There is a very narrow group of annuals, however, that grow in patches of a single species and store almost all of their income as seed, a tight bundle of carbohydrates easily exploited by seed eaters such as ourselves. Under normal circumstances, this eggs-in-one-basket strategy is a dumb idea for a plant. But not during catastrophes such as floods, fires, and volcanic eruptions. Such catastrophes strip established plant communities and create opportunities for wind-scattered entrepreneurial seed bearers. It is no accident that no matter where agriculture sprouted on the globe, it always happened near rivers. You might assume, as many have, that this is because the plants needed the water or nutrients. Mostly this is not true. They needed the power of flooding, which scoured landscapes and stripped out competitors. Nor is it an accident, I think, that agriculture arose independently and simultaneously around the globe just as the last ice age ended, a time of enormous upheaval when glacial melt let loose sea-size lakes to create tidal waves of erosion. It was a time of catastrophe.

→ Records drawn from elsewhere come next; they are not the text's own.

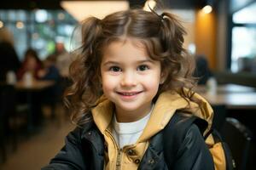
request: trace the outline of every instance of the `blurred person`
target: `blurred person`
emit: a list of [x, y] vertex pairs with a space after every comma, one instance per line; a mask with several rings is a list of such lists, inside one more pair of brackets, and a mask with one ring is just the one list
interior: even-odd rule
[[205, 55], [195, 56], [195, 70], [194, 76], [198, 78], [198, 84], [205, 85], [207, 81], [213, 77], [211, 69], [209, 68], [208, 60]]
[[22, 79], [26, 73], [30, 73], [32, 78], [38, 79], [38, 71], [42, 69], [43, 63], [38, 56], [36, 50], [28, 48], [25, 52], [21, 67], [18, 70], [17, 77]]
[[40, 80], [54, 81], [55, 84], [41, 93], [43, 105], [50, 105], [51, 117], [55, 116], [55, 110], [56, 104], [61, 99], [61, 88], [60, 88], [61, 75], [55, 66], [55, 57], [54, 54], [49, 55], [44, 61], [44, 68], [38, 72]]
[[56, 66], [60, 71], [61, 76], [67, 77], [72, 59], [70, 54], [66, 50], [63, 42], [56, 42], [55, 54], [56, 57]]
[[191, 91], [184, 33], [169, 13], [86, 19], [65, 93], [77, 128], [43, 169], [214, 169], [200, 127], [190, 123], [197, 116], [210, 130], [212, 110]]
[[9, 71], [16, 72], [20, 67], [20, 61], [14, 48], [13, 35], [7, 28], [0, 28], [0, 81], [6, 80]]
[[60, 71], [55, 66], [55, 58], [54, 54], [49, 55], [43, 62], [44, 67], [38, 71], [38, 77], [41, 80], [59, 81]]

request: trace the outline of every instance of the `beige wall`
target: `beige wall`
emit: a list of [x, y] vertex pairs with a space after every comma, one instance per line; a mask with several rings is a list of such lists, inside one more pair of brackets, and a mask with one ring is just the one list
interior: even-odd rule
[[195, 42], [196, 54], [207, 56], [211, 69], [216, 69], [216, 15], [204, 14], [201, 10], [195, 14]]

Corn, rice, and wheat are especially adapted to catastrophe. It is their niche. In the natural scheme of things, a catastrophe would create a blank slate, bare soil, that was good for them. Then, under normal circumstances, succession would quickly close that niche. The annuals would colonize. Their roots would stabilize the soil, accumulate organic matter, provide cover. Eventually the catastrophic niche would close. Farming is the process of ripping that niche open again and again. It is an annual artificial catastrophe, and it requires the equivalent of three or four tons of TNT per acre for a modern American farm. Iowa’s fields require the energy of 4,000 Nagasaki bombs every year.
Iowa is almost all fields now. Little prairie remains, and if you can find what Iowans call a “postage stamp†remnant of some, it most likely will abut a cornfield. This allows an observation. Walk from the prairie to the field, and you probably will step down about six feet, as if the land had been stolen from beneath you. Settlers’ accounts of the prairie conquest mention a sound, a series of pops, like pistol shots, the sound of stout grass roots breaking before a moldboard plow. A robbery was in progress.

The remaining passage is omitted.